- Dividend-rich stocks have been investors’ favorite for a long time
- Due to low bond yields, there’s a strong reason to have an overweight in Dividend Aristocrats
- However, recent history shows us that dividends aren’t safe as
- In addition, Dividend Aristocrats are now relative expensive
- Investors should evaluate their exposure towards dividend titles, trend may bend…
Dividend income has always been a key theme for investors. In fact, a large part of total return for stocks in the long run can be attributed to dividends. But that’s not the only reason why investors may love dividend-rich stocks. The group also outperforms the broader market. For instance, the SPDR S&P Dividend ETF (SDY) shows a 277% return since the through of the Great Financial Crisis, compared to ‘only’ 247% return for the classic SPDR S&P 500 ETF (SPY). There’s a strong case for dividends in an era of low interest rates and thus low bond yields. If income is key, high dividends may now prevail over modest interest payments. This case benefits also from policies for progressive annual increases in distributions to shareholders. There are however a couple of factors which could cause a lot of headwind for dividend payments…
Dividend aristocrats surfed a strong wave
Cracks in dividend track record
The policy of an annual dividend increase faces severe headwinds. In particular companies in the energy and commodity sector, usual with a strong presence within the Aristocrats group, will simply not be able to pay generous dividends if commodity prices remain at current low levels, let alone that annual payments will increase. We already witnessed Rio Tinto cutting its dividend. There’s also a strong argument against progressive annual increases without considering the economic cycles. When business conditions are solid and therefore profits increase, there’s a good reason to call for higher distributions to shareholders. But this may better be based on a certain payout-rate (percentage of profits distributed to shareholders). A bigger problem what we see in the current environment is that when profits decline, companies may distribute too much to shareholders. Sometimes companies will pay dividends from their reserves, just to commit to the dividend promise. This could come at the expense of future investments and/or financial stability.
Investors addicted to yield
But why are investors still willing to pay for Dividend Aristocrats, even when risks are higher and yields lower? A strong argument for investing in this group is the solid track record. An additional benefit that comes from tracking an index instead of picking specific titles is that once a company breaches the conditions, it will be removed from the index. The track record ensures healthy yearly income in a world were other sources of income, such as interest are very low. During the recent history, yields on all types of bonds decreased dramatically. This trend goes long back, even before the GFC. As a result, a lot of assets that are allocated toward income generating instruments are invested in dividend names, preferably the Aristocrats. The backside of the medal is that valuations also increased dramatically. According to textbooks, stable dividend paying companies usually have lower valuations compared to growth stocks, since the latter group will see much higher EPS-growth rates. However, price/earnings-ratio’s for both NOBL as SDY are above that of SPY (18 compared to 17).

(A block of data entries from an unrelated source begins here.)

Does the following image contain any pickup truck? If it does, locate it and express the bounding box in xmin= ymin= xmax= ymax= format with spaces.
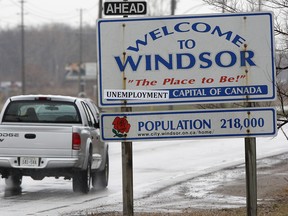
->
xmin=0 ymin=95 xmax=109 ymax=194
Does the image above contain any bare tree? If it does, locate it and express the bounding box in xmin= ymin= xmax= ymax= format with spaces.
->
xmin=147 ymin=0 xmax=173 ymax=16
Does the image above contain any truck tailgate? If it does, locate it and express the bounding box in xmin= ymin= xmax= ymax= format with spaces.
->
xmin=0 ymin=125 xmax=73 ymax=157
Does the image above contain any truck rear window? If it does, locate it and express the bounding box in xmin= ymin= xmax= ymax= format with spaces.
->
xmin=3 ymin=101 xmax=81 ymax=123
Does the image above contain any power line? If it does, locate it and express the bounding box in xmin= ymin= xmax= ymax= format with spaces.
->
xmin=3 ymin=0 xmax=99 ymax=27
xmin=25 ymin=1 xmax=98 ymax=23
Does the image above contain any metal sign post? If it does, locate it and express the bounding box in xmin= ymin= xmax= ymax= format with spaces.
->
xmin=245 ymin=136 xmax=257 ymax=216
xmin=121 ymin=110 xmax=134 ymax=216
xmin=102 ymin=0 xmax=148 ymax=214
xmin=245 ymin=102 xmax=257 ymax=216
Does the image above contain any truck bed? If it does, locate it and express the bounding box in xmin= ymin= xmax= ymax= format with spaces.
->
xmin=0 ymin=124 xmax=73 ymax=157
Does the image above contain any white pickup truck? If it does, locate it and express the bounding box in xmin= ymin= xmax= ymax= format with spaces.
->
xmin=0 ymin=95 xmax=109 ymax=194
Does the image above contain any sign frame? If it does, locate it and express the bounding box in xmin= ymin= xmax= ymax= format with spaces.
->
xmin=100 ymin=107 xmax=277 ymax=142
xmin=97 ymin=12 xmax=276 ymax=107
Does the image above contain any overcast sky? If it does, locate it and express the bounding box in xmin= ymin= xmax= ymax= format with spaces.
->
xmin=0 ymin=0 xmax=215 ymax=28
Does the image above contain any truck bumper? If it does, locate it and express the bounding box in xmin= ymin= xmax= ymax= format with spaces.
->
xmin=0 ymin=157 xmax=79 ymax=169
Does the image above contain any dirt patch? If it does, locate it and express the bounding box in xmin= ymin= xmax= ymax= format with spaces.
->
xmin=191 ymin=155 xmax=288 ymax=215
xmin=89 ymin=153 xmax=288 ymax=216
xmin=187 ymin=157 xmax=288 ymax=216
xmin=215 ymin=158 xmax=288 ymax=199
xmin=90 ymin=189 xmax=288 ymax=216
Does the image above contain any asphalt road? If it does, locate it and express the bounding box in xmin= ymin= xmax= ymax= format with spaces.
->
xmin=0 ymin=131 xmax=287 ymax=215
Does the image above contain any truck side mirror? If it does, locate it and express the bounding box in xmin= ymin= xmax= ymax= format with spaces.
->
xmin=94 ymin=121 xmax=100 ymax=128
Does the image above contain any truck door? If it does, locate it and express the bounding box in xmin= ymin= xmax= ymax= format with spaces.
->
xmin=81 ymin=102 xmax=100 ymax=153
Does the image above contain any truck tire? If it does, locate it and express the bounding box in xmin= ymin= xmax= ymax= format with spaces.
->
xmin=72 ymin=154 xmax=92 ymax=194
xmin=92 ymin=152 xmax=109 ymax=190
xmin=5 ymin=175 xmax=22 ymax=196
xmin=5 ymin=175 xmax=22 ymax=188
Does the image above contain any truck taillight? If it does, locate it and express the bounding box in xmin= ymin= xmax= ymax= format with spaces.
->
xmin=72 ymin=133 xmax=81 ymax=150
xmin=35 ymin=97 xmax=51 ymax=101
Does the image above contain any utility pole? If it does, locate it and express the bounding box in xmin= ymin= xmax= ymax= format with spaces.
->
xmin=171 ymin=0 xmax=177 ymax=15
xmin=222 ymin=0 xmax=226 ymax=13
xmin=258 ymin=0 xmax=262 ymax=11
xmin=98 ymin=0 xmax=103 ymax=18
xmin=20 ymin=0 xmax=25 ymax=94
xmin=78 ymin=8 xmax=84 ymax=95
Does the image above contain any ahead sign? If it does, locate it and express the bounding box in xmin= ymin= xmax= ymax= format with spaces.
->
xmin=104 ymin=1 xmax=147 ymax=16
xmin=97 ymin=12 xmax=276 ymax=107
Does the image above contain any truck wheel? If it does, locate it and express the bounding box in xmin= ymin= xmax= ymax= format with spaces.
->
xmin=5 ymin=175 xmax=22 ymax=188
xmin=92 ymin=152 xmax=109 ymax=190
xmin=5 ymin=175 xmax=22 ymax=196
xmin=73 ymin=155 xmax=92 ymax=194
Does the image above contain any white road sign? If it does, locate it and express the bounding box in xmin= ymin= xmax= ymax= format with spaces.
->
xmin=100 ymin=107 xmax=277 ymax=141
xmin=97 ymin=12 xmax=276 ymax=107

There’s another issue. Triggered by low interest rates, a number of companies issued additional debt in order to increase dividend payments. Analysts by Deutsche Bank calculated that Dividend Aristocrats saw a dramatic increase in Net Debt to EBITDA. During the nineties, this group had a 70% lower level compared to the S&P 500 average. However, currently this rate stands at a 10% higher than average level. Also the price/book-ratio increased from a 20% discount to a 100% premium!
No cold turkey, but transition may hurt
If the lofty valuations do not sound alarm bells, a change in interest rates urges to reassess positions. In December, the Federal Reserve decided to increase the key interest rate from the zero bound level. This isn’t too much of a concern with dividend yields still above 2%. However, the yield on 10-year US Treasuries is also rising since mid-February and is approaching the 2%-level fast (now at 1.87%). To be fair, during 2015 the yield on 10-year UST was well above 2%. However, there’s reason to believe we’re now entering a phase of yields trending higher, due to the lift-off by the Federal Reserve. When investors believe yields on bonds will increase in the near future, there’s good reason to rotate out of dividend-titles and into bonds. After all, shares are riskier than bonds and should be rewarded with higher yields. An increase in yields means that prices should go lower.
Era of Dividend Aristocrats might be over
Investors should asses whether their allocation towards Dividend Aristocrats reflects their future view on risk and interest rates. Combined with soft economic prospects, and thus a less compelling perspective for dividend increases, Dividend Aristocrats could face much tougher times.
All data in this article as of March 17, 2016.